For the purest split I'd agree with you, but the rationale for just moving the vdc chart for now is that it's a particular pain point, across dependencies, build, future direction. At least if it's a small and self contained repo we can easily move again or rename. We can also have a longer brainstorm about what really is best .

So I still think we should sort out the vdc chart, ranger repo first

cmgrote commented 3 years ago

Discussed again on today's call -- suggestion is to move the following to start with, and then we can get into the detail of any others as-needed later on (name the repo egeria-samples):

Phase 1:

Phase 2 (more interdependencies):

Phase 3:

cmgrote commented 3 years ago

New repo here: https://github.com/odpi/egeria-samples

cmgrote commented 3 years ago

Phase 1 should be complete with the merge of #3631 -- we may want to leave this open to track subsequent phases, though?
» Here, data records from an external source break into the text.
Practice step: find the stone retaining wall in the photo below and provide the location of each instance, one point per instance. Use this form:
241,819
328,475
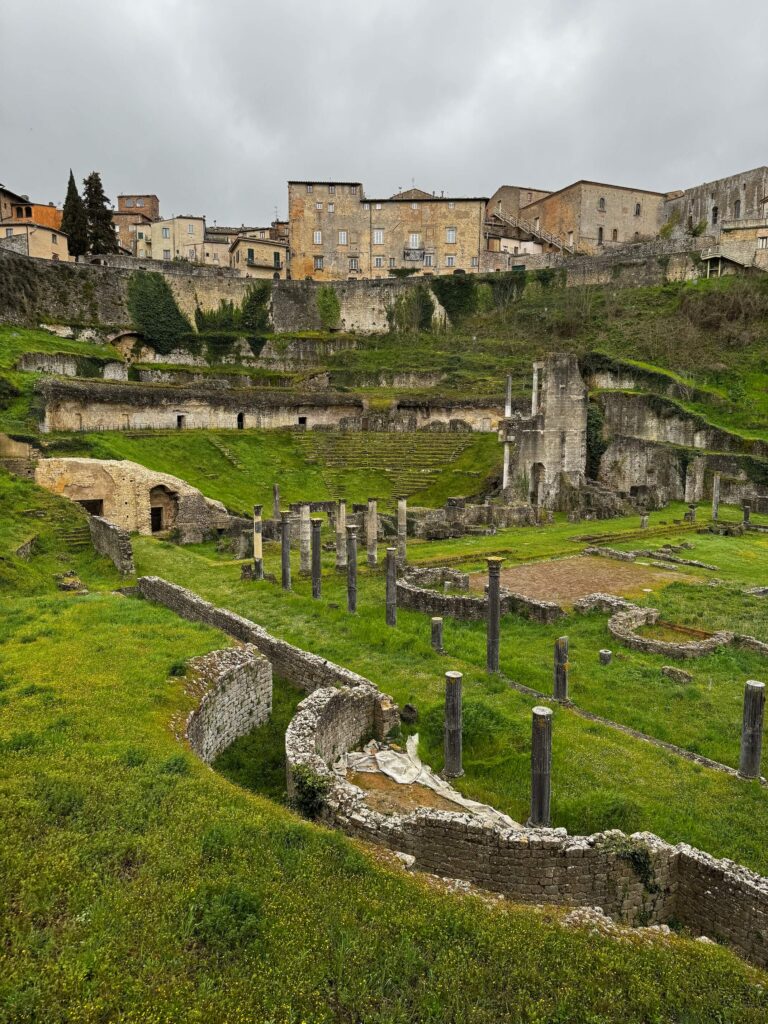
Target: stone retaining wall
431,602
114,543
238,697
639,880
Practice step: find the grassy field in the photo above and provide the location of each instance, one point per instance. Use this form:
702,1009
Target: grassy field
138,886
601,778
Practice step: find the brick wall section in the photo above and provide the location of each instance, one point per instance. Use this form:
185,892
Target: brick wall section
238,697
114,543
712,897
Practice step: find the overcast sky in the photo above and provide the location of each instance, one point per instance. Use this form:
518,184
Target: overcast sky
214,104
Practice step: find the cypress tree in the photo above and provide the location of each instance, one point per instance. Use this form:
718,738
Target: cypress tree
75,221
101,237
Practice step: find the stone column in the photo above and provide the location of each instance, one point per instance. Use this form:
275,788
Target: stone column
401,531
258,557
541,768
752,729
561,669
305,543
285,541
341,539
316,523
437,635
494,614
391,586
715,497
452,735
372,531
351,568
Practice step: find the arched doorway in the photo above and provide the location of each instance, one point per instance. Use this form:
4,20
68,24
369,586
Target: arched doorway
163,508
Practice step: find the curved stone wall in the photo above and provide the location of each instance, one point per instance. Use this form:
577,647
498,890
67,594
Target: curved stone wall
237,685
639,880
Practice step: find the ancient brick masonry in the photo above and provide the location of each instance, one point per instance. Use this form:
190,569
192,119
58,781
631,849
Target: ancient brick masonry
238,697
114,543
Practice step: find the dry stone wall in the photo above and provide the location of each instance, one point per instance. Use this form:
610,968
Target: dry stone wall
238,697
639,880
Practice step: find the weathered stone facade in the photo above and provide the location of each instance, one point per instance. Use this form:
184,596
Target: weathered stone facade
133,498
114,543
238,697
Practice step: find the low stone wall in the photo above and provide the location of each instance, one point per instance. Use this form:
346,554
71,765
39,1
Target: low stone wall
238,697
639,880
414,594
114,543
297,666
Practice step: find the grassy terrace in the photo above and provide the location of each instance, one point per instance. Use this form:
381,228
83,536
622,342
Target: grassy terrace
601,778
137,886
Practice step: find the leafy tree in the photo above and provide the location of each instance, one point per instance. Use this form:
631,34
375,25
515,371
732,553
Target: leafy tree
75,221
100,230
155,312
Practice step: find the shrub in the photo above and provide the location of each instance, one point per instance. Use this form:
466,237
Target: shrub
310,791
328,306
154,310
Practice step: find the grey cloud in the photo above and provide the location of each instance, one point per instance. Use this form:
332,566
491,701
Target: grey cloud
215,104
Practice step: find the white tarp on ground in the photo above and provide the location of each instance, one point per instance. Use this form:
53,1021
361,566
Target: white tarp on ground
406,767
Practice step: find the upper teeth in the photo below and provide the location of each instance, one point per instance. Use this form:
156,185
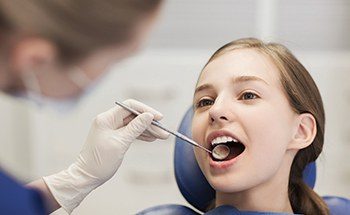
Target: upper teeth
223,139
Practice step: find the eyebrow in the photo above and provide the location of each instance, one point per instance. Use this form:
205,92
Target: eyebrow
235,80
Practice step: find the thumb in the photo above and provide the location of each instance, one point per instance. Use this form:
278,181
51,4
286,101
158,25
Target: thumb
138,125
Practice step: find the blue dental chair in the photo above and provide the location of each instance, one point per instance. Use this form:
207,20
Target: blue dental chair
197,191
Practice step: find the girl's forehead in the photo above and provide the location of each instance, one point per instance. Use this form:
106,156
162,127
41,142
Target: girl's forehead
241,62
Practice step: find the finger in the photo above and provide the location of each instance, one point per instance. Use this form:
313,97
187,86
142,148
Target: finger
137,126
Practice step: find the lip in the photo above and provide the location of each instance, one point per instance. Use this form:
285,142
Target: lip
220,133
222,164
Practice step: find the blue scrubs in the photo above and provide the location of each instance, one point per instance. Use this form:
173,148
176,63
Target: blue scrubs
15,199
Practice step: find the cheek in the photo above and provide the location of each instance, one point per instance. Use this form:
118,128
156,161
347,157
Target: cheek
198,128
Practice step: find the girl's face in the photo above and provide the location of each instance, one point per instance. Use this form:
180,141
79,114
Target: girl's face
239,97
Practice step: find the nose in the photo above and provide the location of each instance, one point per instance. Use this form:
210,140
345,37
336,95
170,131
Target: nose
220,112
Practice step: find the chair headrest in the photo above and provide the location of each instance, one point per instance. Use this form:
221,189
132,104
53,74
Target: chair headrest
190,179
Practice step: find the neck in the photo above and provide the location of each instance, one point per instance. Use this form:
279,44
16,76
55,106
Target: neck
269,196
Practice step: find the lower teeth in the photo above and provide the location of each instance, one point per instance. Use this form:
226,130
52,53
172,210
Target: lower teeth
226,151
220,152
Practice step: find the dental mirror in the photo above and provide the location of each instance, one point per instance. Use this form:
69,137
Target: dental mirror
221,152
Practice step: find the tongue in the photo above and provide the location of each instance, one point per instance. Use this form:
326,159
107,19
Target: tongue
235,150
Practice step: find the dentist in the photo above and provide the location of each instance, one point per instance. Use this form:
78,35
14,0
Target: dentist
52,52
github-actions[bot] commented 3 years ago

This issue has been automatically marked as stale because it has not had recent activity. It will be closed in 20 days if no further activity occurs. Thank you for your contributions.

planetf1 commented 3 years ago

Keeping this open -- we should move the coco pharma samples, for example the labs, in the not too distant future

github-actions[bot] commented 3 years ago

This issue has been automatically marked as stale because it has not had recent activity. It will be closed in 20 days if no further activity occurs. Thank you for your contributions.

mandy-chessell commented 3 years ago

Still work in progress

planetf1 commented 3 years ago

@mandy-chessell As discussed, I think we can move the coco/samples out of base egeria to the samples repo. - note that the docker build for jupyter assembles our notebooks into the docker image this needs to be done together or we will break the merge build (not PR build.. so easy to miss)

We can also move the helm charts (certainly for coco - there is another more basic one)

The docker image for egeria itself should stay as it forms part of the deliverable of the base repo, but the other docker images should move.

planetf1 commented 3 years ago

@mandy-chessell is looking at the initial refactoring

github-actions[bot] commented 3 years ago

This issue has been automatically marked as stale because it has not had recent activity. It will be closed in 20 days if no further activity occurs. Thank you for your contributions.